Kur’ân okumak bir ibadettir. İbadetlerle ilgili hükümler; tevkîfî olduğundan, yani gerek farz oluş gerekçeleri gerekse uygulamalarının her yönüyle akılla bilinmesi mümkün olmadığından, Kur’ân ve sünnette haber verilen hükümlere tâbidir. Kur’ân okumanın yasaklandığı bir vakit, âyet ve hadislerde geçmediğinden dolayı, mutlak olarak bir vakitte Kur’ân okumanın yasak olduğunu söylemek mümkün değildir. Ancak kaynaklarda Kur’ân okumanın mekruh olduğu bazı özel durumlardan bahsedilmiştir. Bunlar;
a) Namaz kılarken kıyamın dışındaki durumlarda,
b) Cemaatle kılınan namazlarda imama uyulması hâlinde,
c) Minberde okunan hutbeyi dinlerken,
d) Uykulu olup, Kur’ân okumakta zorlanılması durumunda (bkz. Müslim, Salât, 207 [479]; Salâtü’l-müsâfirîn, 223 [787]; Merğinânî, el-Hidâye, 1/56).

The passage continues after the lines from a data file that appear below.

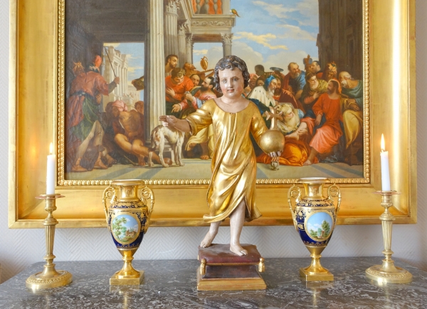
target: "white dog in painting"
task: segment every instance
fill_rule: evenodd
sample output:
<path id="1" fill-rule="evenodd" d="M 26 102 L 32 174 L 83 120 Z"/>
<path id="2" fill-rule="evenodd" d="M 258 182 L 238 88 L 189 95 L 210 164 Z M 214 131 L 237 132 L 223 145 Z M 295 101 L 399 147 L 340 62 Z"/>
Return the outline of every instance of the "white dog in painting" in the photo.
<path id="1" fill-rule="evenodd" d="M 175 163 L 176 165 L 183 167 L 182 162 L 182 144 L 184 143 L 184 132 L 179 131 L 174 127 L 159 125 L 154 128 L 151 135 L 151 147 L 148 152 L 148 165 L 154 165 L 152 161 L 153 152 L 159 147 L 159 157 L 163 167 L 169 165 L 163 159 L 163 150 L 164 150 L 164 141 L 167 140 L 174 152 Z"/>

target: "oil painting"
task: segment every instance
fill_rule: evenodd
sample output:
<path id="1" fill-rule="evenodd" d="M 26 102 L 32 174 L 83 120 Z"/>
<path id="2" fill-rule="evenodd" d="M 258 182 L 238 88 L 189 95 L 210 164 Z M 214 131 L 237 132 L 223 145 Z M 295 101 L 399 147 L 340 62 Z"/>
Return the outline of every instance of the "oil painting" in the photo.
<path id="1" fill-rule="evenodd" d="M 214 69 L 233 54 L 251 73 L 243 95 L 282 112 L 278 170 L 253 142 L 258 179 L 363 182 L 362 0 L 159 2 L 65 1 L 65 181 L 209 179 L 211 128 L 179 136 L 158 117 L 220 98 Z"/>

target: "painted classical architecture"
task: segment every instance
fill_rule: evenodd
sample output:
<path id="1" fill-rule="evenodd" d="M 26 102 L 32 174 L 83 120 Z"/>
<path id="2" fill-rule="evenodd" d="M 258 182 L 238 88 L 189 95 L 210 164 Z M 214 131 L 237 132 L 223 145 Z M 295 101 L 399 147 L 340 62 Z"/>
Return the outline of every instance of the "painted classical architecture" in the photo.
<path id="1" fill-rule="evenodd" d="M 338 71 L 363 78 L 362 0 L 319 0 L 317 47 L 322 69 L 334 61 Z"/>
<path id="2" fill-rule="evenodd" d="M 220 42 L 223 55 L 232 53 L 236 16 L 230 0 L 97 0 L 65 1 L 65 87 L 74 78 L 73 62 L 85 67 L 95 55 L 103 55 L 102 75 L 107 82 L 120 77 L 120 84 L 104 102 L 127 98 L 128 59 L 105 43 L 144 42 L 144 115 L 147 134 L 165 112 L 165 57 L 177 55 L 178 66 L 193 62 L 193 45 Z M 112 64 L 112 68 L 110 66 Z M 126 99 L 127 100 L 127 99 Z"/>
<path id="3" fill-rule="evenodd" d="M 221 42 L 223 56 L 232 53 L 232 28 L 236 16 L 230 11 L 230 0 L 164 0 L 149 1 L 150 31 L 145 78 L 145 108 L 151 122 L 146 132 L 157 125 L 164 115 L 164 66 L 167 55 L 178 56 L 178 66 L 193 63 L 193 45 L 201 42 Z M 153 100 L 155 98 L 155 100 Z M 153 121 L 154 120 L 154 121 Z"/>
<path id="4" fill-rule="evenodd" d="M 105 50 L 107 53 L 105 52 Z M 120 83 L 108 95 L 104 96 L 104 102 L 113 102 L 116 100 L 126 101 L 129 97 L 127 85 L 127 70 L 129 63 L 127 55 L 115 49 L 114 46 L 107 46 L 104 51 L 102 63 L 102 76 L 105 80 L 112 80 L 117 76 L 120 78 Z M 127 103 L 127 102 L 125 102 Z M 132 104 L 132 102 L 130 102 Z"/>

Hadislerde Hz. Peygamber’in (s.a.s.) sabah namazını kıldıktan sonra güneş doğuncaya kadar oturduğu yerden kalkmadığı (Müslim, Mesâcid, 286-287 [670]) bazı rivâyetlerde bu oturuş esnasında Allah’ı zikrettiği rivâyet edilmiştir (Taberânî, el-Mu‘cemü’s-sağîr, 2/293 [1189]). Buna binaen sabah namazından sonra Kur’ân okumak da dâhil olmak üzere zikir ile meşgul olmak mekruh değil, aksine müstehaptır.